Identikit del Papa secondo Ratzinger: né grande erudito né grande diplomatico, ma uomo di Dio

Il Papa non dev’essere un grande erudito né un grande diplomatico, ma semplicemente un uomo di Dio. E la «prima qualità» per fare il Papa non è diversa da quella necessaria per fare il sacerdote: non la «superiorità intellettuale» o la «capacità organizzativa» ma «una traccia di santità». 
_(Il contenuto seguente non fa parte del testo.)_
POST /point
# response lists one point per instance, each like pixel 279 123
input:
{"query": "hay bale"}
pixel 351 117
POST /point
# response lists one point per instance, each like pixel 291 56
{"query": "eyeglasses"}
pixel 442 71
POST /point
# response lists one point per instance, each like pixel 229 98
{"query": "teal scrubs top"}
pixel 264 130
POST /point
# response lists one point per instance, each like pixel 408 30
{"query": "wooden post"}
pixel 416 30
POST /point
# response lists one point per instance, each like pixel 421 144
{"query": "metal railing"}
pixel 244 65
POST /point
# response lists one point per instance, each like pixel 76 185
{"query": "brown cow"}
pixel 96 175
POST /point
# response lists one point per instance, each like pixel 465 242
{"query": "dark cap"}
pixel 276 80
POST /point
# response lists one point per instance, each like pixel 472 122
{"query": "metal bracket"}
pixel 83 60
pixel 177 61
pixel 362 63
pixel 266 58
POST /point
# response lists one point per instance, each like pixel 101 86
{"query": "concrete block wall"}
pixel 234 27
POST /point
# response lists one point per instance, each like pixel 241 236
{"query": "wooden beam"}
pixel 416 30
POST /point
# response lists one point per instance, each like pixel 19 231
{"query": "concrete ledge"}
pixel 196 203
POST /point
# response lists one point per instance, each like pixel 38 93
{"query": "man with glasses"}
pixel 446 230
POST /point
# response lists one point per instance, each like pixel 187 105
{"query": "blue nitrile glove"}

Nei giorni in cui si discute e si polemizza sulla lettera con la quale Benedetto XVI ha smentito lo «stolto pregiudizio» che lo dipinge soltanto come un «teorico» e che dipinge il successore come carente di formazione teologica, vale la pena recuperare alcune perle dimenticate del magistero di Joseph Ratzinger, che ci restituiscono il suo autentico pensiero, così distante da certi cliché nei quali egli stesso è stato ridotto, sia da certe frange progressiste sia da certi sedicenti «ratzingeriani».

 

È illuminante la rilettura di alcune pagine del XII volume dell’Opera Omnia di Ratzinger, edito dalla Libreria Editrice Vaticana nel 2013, intitolato «Annunciatori della Parola e servitori della vostra gioia». Si tratta di un discorso tenuto nel settembre 1978 dall’allora cardinale arcivescovo di Monaco e Frisinga a un incontro con i sacerdoti in Ecuador, dove il futuro Papa era presente come legato pontificio per il Congresso Mariano nazionale di Guayaquil. Proprio lì, in Ecuador, la notizia della morte di Papa Luciani avrebbe raggiunto Ratzinger.

 

Il cardinale ricordava, riferendosi al conclave che si era svolto nel mese di agosto e che aveva portato alla rapidissima designazione di Giovanni Paolo I: «Prima dell’elezione del Papa è stato singolare il fatto che con chiunque si parlasse, religiosi o laici, credenti o non credenti, cattolici o non cattolici, tutti sottolineavano la stessa cosa: scegliete soprattutto un uomo di Dio».

 

«Il Papa – continuava Ratzinger tracciando un identikit basato sulla semplice tradizione della Chiesa – non deve essere un genio, non deve essere un grande diplomatico né un grande erudito, ma deve essere un uomo di Dio: un uomo che si vede che prega, che crede; un uomo che incarna la santità».

 

«Ciò che vale per il Papa – affermava ancora il futuro Benedetto XVI, sempre riproponendo gli elementi fondamentali della tradizione – vale fondamentalmente per ogni sacerdote. La prima qualità che ci si aspetta da lui non è la capacità organizzativa o la superiorità intellettuale, ma una traccia di santità».

 

Ratzinger osservava che «alla lunga si può svolgere questo ministero solo se si è profondamente radicati in Dio, solo se si vive interiormente in costante rapporto con il Signore. Per questo la preghiera, anche la preghiera contemplativa, è importante».

 

In un passaggio precedente e altrettanto significativo dello stesso discorso, l’allora arcivescovo di Monaco di Baviera proponeva delle riflessioni destinate a riflettersi sulla sua stessa biografia e sul suo essere «Papa emerito». Parlando sempre del sacerdote, affermava: «Non può neppure essere un lavoro a tempo determinato: la grandezza del lavoro sacerdotale sta nel fatto che esso offre, ad ogni età, una specifica opportunità. Il sacerdote non è mai un ferrovecchio… Ogni età ha la sua specifica importanza: il fervore dei giovani è importante tanto quanto la maturità degli anziani. Proprio la saggezza, la calma, la sofferenza di questi ultimi sono un vero e proprio contributo, che dimostra come il lavoro del sacerdote sia sempre significativo e in grado di impegnare l’uomo fino alla fine».